Wednesday, August 31, 2005

Padmarajan: A Loss in January


Padmarajan died in a cold January, untimely. He was in a hotel at calicut, in the middle of a celebration of his latest film Njaan Gandharvan (I, the celestial enchanter), in 1991. It was as if audience of the show was subjected to a dismayed silence, and the show was stalled. I for one who had just begun waking upto adolescence and the charm of his creative genius, felt the void, instantly.

Padmarajan started his career as a writer. Unfortunately I have not read any of his books. I know him from his films. If the literary quality of his films is anything to go by, they must be a world to discover. In fact like most of the films, his first film was based on his own novel Peruvazhiyambalam (The grand roadway Inn, 1979). The movie tore down the mythical fence between popular and art house movies. He pioneered the middle of the road solution for commercially succesfull good films and began a short lived golden period of malayalam films alongside Bharathan, Aravindan and M.T. Vasudevan Nair.

The plot of Peruvazhiyambalam was set in a non-descript village somewhere in kerala. It revolved around Raman, an adolescent who inadvertantly killed Prabhakaran Pillai in a scuffle. Pillai, a local bully persecuted him and coveted his sister. After the incident Raman lived in hiding with the help of a truck driver and a prostitute. The movie ended with Raman's realization of his persona as a ravager of Pillai's hapless family. We find the extra-ordinary circumstances in the lives of ordinary people and the choices they made to deal with them.

However the movie was a riot in a deeper sense when Padmarajan ever so subtly slipped in the psychoanalytical threads to metatag the life of Raman in lieu of his insecurities as a teenager, his perceptions of sexuality and growth in a seemingly hostile world. Another aspect of the movie was the use of violence as a leitmotif, which later became an identity of his oeu·vre. He was perhaps the only indian director to deal with psychosis and clinical psychology with some competence. Its interesting to watch him map the animalistic psychological behaviour of his characters to the spatial fields of social consciousness, with an amazing flair for story telling.
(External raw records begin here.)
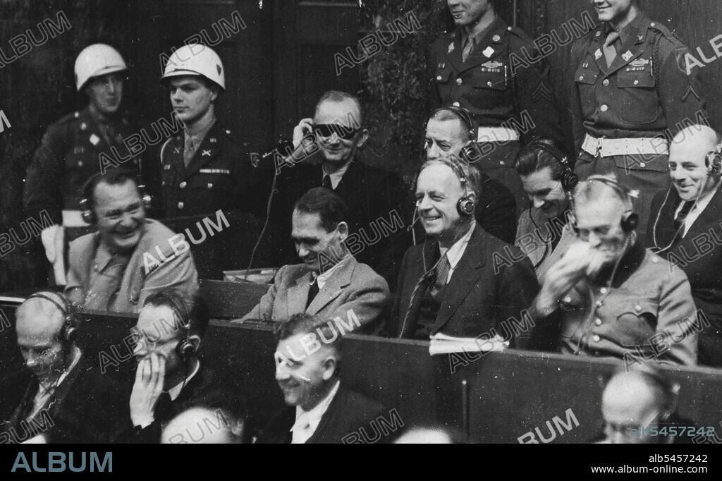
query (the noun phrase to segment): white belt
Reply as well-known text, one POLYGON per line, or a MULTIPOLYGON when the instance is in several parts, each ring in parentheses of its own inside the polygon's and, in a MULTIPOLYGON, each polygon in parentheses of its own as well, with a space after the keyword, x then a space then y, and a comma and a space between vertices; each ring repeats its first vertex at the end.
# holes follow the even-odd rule
POLYGON ((479 127, 477 142, 508 142, 519 139, 519 133, 510 127, 479 127))
POLYGON ((64 210, 63 211, 63 225, 65 227, 88 227, 90 225, 83 220, 82 215, 79 210, 64 210))
POLYGON ((647 137, 645 139, 595 139, 588 134, 584 137, 582 150, 595 157, 613 155, 635 155, 642 154, 669 154, 669 145, 666 139, 647 137))

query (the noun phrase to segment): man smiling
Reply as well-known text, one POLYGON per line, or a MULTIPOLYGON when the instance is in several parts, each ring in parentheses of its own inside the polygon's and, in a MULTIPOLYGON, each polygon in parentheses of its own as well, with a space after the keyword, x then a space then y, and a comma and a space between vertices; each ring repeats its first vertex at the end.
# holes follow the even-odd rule
POLYGON ((496 332, 514 342, 518 331, 508 320, 521 318, 539 285, 518 249, 477 225, 479 178, 473 166, 453 159, 422 167, 417 208, 430 238, 410 248, 401 264, 393 335, 427 339, 439 332, 472 337, 496 332), (506 252, 519 261, 495 265, 495 255, 506 252))
POLYGON ((173 248, 175 235, 160 222, 146 219, 143 196, 132 172, 92 178, 83 189, 84 217, 97 232, 70 244, 65 292, 85 308, 138 312, 145 298, 163 288, 185 295, 198 292, 198 274, 188 250, 173 248), (165 259, 147 269, 145 254, 165 259))

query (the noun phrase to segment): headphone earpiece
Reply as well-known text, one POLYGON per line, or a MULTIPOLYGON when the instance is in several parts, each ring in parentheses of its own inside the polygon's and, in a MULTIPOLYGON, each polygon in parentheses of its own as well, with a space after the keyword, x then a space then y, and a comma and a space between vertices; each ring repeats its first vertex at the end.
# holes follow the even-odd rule
POLYGON ((29 299, 43 299, 58 308, 58 310, 63 314, 63 326, 60 328, 58 337, 61 340, 65 342, 73 342, 75 341, 79 321, 72 305, 64 295, 58 292, 51 292, 51 291, 40 291, 35 294, 31 294, 25 300, 29 299), (50 293, 57 294, 63 303, 61 304, 48 295, 50 293))

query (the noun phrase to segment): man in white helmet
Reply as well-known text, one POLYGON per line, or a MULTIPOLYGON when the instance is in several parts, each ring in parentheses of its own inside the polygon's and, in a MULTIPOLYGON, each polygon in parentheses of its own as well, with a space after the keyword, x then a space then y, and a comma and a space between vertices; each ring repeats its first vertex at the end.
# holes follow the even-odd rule
POLYGON ((87 225, 80 215, 81 190, 101 170, 101 155, 125 159, 125 168, 140 168, 140 160, 123 142, 139 130, 121 108, 127 70, 110 46, 95 43, 81 51, 75 86, 87 95, 88 104, 48 128, 27 170, 24 206, 30 217, 44 221, 49 216, 52 221, 41 240, 58 284, 66 280, 63 228, 87 225), (43 211, 47 214, 41 217, 43 211))
MULTIPOLYGON (((219 209, 231 228, 248 222, 250 215, 240 214, 253 210, 253 166, 242 144, 216 118, 216 103, 225 90, 220 58, 206 46, 183 46, 168 58, 161 82, 183 124, 183 131, 168 139, 160 150, 165 217, 192 216, 188 228, 194 238, 203 235, 196 220, 205 216, 217 219, 219 209)), ((175 227, 180 232, 186 226, 175 227)), ((201 277, 220 279, 225 267, 238 264, 229 257, 238 249, 223 247, 229 234, 193 243, 201 277)))

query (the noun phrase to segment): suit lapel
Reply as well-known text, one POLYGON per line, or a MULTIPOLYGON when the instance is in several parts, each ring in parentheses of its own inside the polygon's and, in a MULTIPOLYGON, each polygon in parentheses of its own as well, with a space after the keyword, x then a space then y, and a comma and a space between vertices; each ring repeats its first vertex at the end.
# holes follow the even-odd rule
POLYGON ((351 274, 356 264, 356 259, 350 255, 342 261, 341 265, 337 268, 338 270, 331 274, 323 285, 323 287, 318 290, 318 294, 306 309, 306 313, 318 314, 321 309, 339 297, 343 292, 344 287, 351 284, 351 274))
POLYGON ((434 334, 449 321, 482 275, 485 247, 480 230, 481 228, 477 225, 461 259, 456 264, 451 280, 446 285, 441 307, 432 327, 434 334))

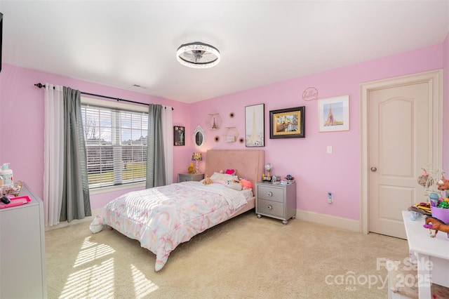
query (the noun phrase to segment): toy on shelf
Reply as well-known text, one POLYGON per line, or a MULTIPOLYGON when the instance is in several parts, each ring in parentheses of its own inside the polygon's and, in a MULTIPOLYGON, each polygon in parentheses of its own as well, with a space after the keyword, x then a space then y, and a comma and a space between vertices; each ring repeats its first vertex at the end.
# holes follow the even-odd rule
POLYGON ((263 173, 262 174, 262 180, 272 180, 272 175, 269 174, 269 172, 272 171, 272 169, 273 169, 273 168, 272 167, 272 164, 269 163, 267 163, 265 164, 265 165, 264 166, 265 170, 267 172, 267 174, 265 175, 265 173, 263 173))
POLYGON ((428 216, 426 217, 426 224, 424 225, 424 227, 429 229, 429 233, 430 234, 430 237, 432 238, 434 238, 435 236, 436 236, 438 231, 447 232, 448 238, 449 238, 449 225, 445 223, 443 220, 431 216, 428 216), (431 230, 435 231, 434 234, 432 234, 431 230))
POLYGON ((444 171, 440 167, 434 164, 427 164, 422 167, 423 173, 418 177, 418 184, 424 187, 424 196, 427 202, 429 202, 430 195, 436 193, 441 197, 441 191, 438 190, 436 185, 442 178, 444 178, 444 171))

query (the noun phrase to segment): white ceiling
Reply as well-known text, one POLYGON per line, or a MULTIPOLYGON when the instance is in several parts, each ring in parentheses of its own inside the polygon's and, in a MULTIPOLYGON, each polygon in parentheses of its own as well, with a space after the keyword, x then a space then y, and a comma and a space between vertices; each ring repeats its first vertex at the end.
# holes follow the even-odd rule
POLYGON ((0 0, 0 12, 4 62, 185 102, 440 44, 449 32, 449 0, 0 0), (193 41, 217 48, 220 64, 181 65, 176 50, 193 41))

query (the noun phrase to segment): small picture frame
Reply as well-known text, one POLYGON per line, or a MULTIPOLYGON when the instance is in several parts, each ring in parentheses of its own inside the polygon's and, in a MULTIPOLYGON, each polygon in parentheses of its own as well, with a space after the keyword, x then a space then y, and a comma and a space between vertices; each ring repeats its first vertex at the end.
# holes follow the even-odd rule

Padmarajan is known for his native and localized plots and characters. It is a little unfair on the non-native viewer to pick up on the nuances, but then so was Faulkner's art and so was Ozu's art. I have marvelled at this comparison for sometime. Faulkner's southerner retard Benjy imparted a shock to the readers and similarly viewers were shaken by Padmarajan's blend of anarchist and sexually challenged protagonists.

He made Oridathu Oru Phayalvaan (There lived a wrestler, 1982), a folk parable about the success and failure in the life of a wrestler whose successes in the wrestling arena were starkly contrasted with his sexual impotency. This film portrayed the marginal characters (like the frog catchers) with such brilliance that the movie had an organic existence delineated in a multi dimensional narrative. It provoked an urgent and instant response from the audience. Kallan Pavithran (Pavithran, the thief, 1981) and Arappatta kettiya gramathil (The village with a waist band, 1986) - the story of a bunch of prostitutes and pimps in a village) had the stamp of his magic with precision, warmth and an empathy devoid of prejudice. It was life unclassified.

Like Ozu, Padmarajan was a story teller and relied on the total impact rather than partial brilliance. Philosophically he seemed to share Ozu's social conservatism and perennially interested in the concepts of epic and lyrical times. He even made a movie similar to Ozu's Tokyo Story, Thinkalazcha, Nalla Divasam (Monday, the Good Day).

He went on to make major movies such as Namukku Parkan Munthiri Thoppukal (1986) (Vineyards for us to live), Thoovanathumpikal (1987), Moonnaam Pakkam (The third day) (1988), Aparan (1988), Innale (1989) and finally Njan Gandharvan - 1991 (The Celestial Lover). Each movie followed a different genre in themes, techniques and plots. If the movie, Vineyards to live was an inspired take off on Solomon's song and a beautifull thought on the biblical promise of vineyard for each other by lovers, The Celestial lover was about the phantasmagoric life of a nubile where she found her heavenly lover out of the blue sky, only to be punished by higher powers.

Ironically Padmarajan vanished abruptly, amid life's celebration and at the peak of his almost ethereal creative powers. His films spanned a little over a decade. In the first half he displayed an exceptional ability to bring raw power and subliminal nature of human relationships and the next half lingered more on his liking for variety and experimentation. He endeared most of the viewers like myself with his earlier movies. I was hoping to watch him cover unchartered waters, with the unprecedented support from almost all sections of movie goers. Everything looked perfectly set. But then there was this intervention of death.